Everything on that Outlook screen seems to be clickable, with the possible
exception of the logo (upper left) and copyright notice (bottom left).

It reminds me of the `acme`[0] editor a bit; not nearly as flexible, of
course, because it is executing pre-programmed commands, not arbitrary shell
commands.

I bring `acme` up for two reasons: (a) it gives you an interesting perspective
on "text as actions" and (b) look at that menu system... no buttons, no
distinguishing marker, the menu is just text! The buttons are just text!

The editor itself is fairly nice to work in; a big departure, yes.

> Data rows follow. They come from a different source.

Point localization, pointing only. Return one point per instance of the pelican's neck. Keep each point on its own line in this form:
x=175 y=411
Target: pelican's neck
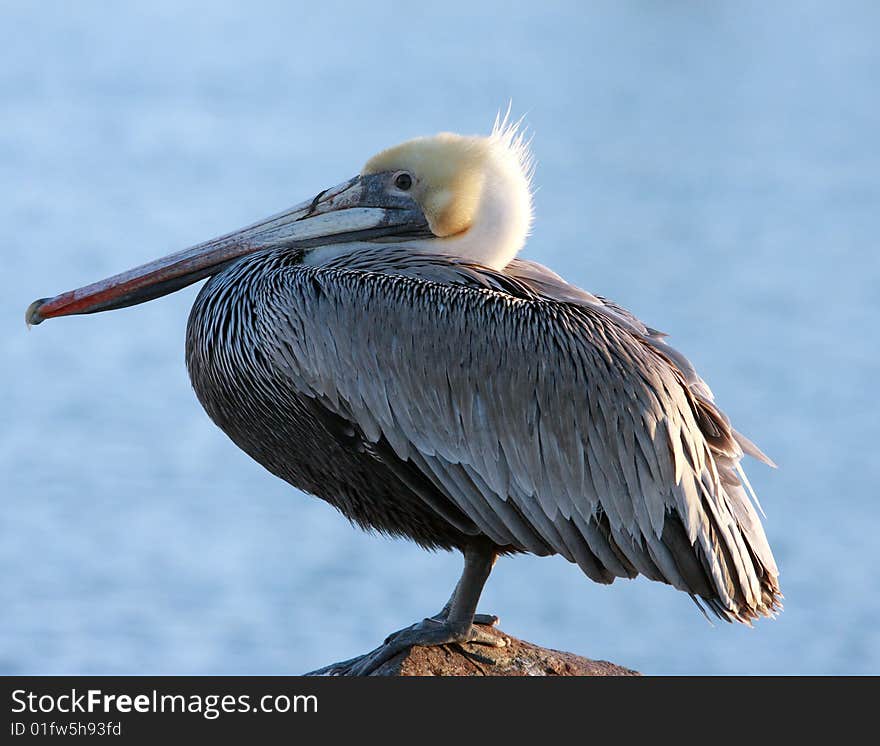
x=502 y=220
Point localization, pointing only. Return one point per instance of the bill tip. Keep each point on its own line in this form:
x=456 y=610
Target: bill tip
x=32 y=316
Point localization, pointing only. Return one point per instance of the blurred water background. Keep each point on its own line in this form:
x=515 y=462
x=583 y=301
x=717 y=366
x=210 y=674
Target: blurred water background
x=712 y=166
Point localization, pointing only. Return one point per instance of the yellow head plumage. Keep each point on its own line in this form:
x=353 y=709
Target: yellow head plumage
x=474 y=191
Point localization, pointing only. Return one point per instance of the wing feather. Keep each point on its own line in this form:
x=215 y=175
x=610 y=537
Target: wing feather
x=555 y=425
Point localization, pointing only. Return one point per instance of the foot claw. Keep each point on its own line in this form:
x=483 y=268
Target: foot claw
x=429 y=632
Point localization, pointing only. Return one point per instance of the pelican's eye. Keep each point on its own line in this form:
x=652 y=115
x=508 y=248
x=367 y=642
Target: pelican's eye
x=403 y=181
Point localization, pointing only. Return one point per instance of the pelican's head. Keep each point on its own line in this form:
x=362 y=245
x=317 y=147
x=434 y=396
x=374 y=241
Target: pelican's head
x=473 y=191
x=461 y=196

Intuitive?
Kind of; it only becomes intuitive once you understand "mouse-chording", after
that the UI makes plenty of sense, even when it's almost entirely "flat."

\--

So, if you assume everything is clickable by default (which is true, give or
take a few very specific targets that have no obvious action anyways), why
then does the user need skeuomorphic hints?

If 90% of the non-whitespace results in a "button press", that fact should
become obvious fairly quickly, even to the uninitiated.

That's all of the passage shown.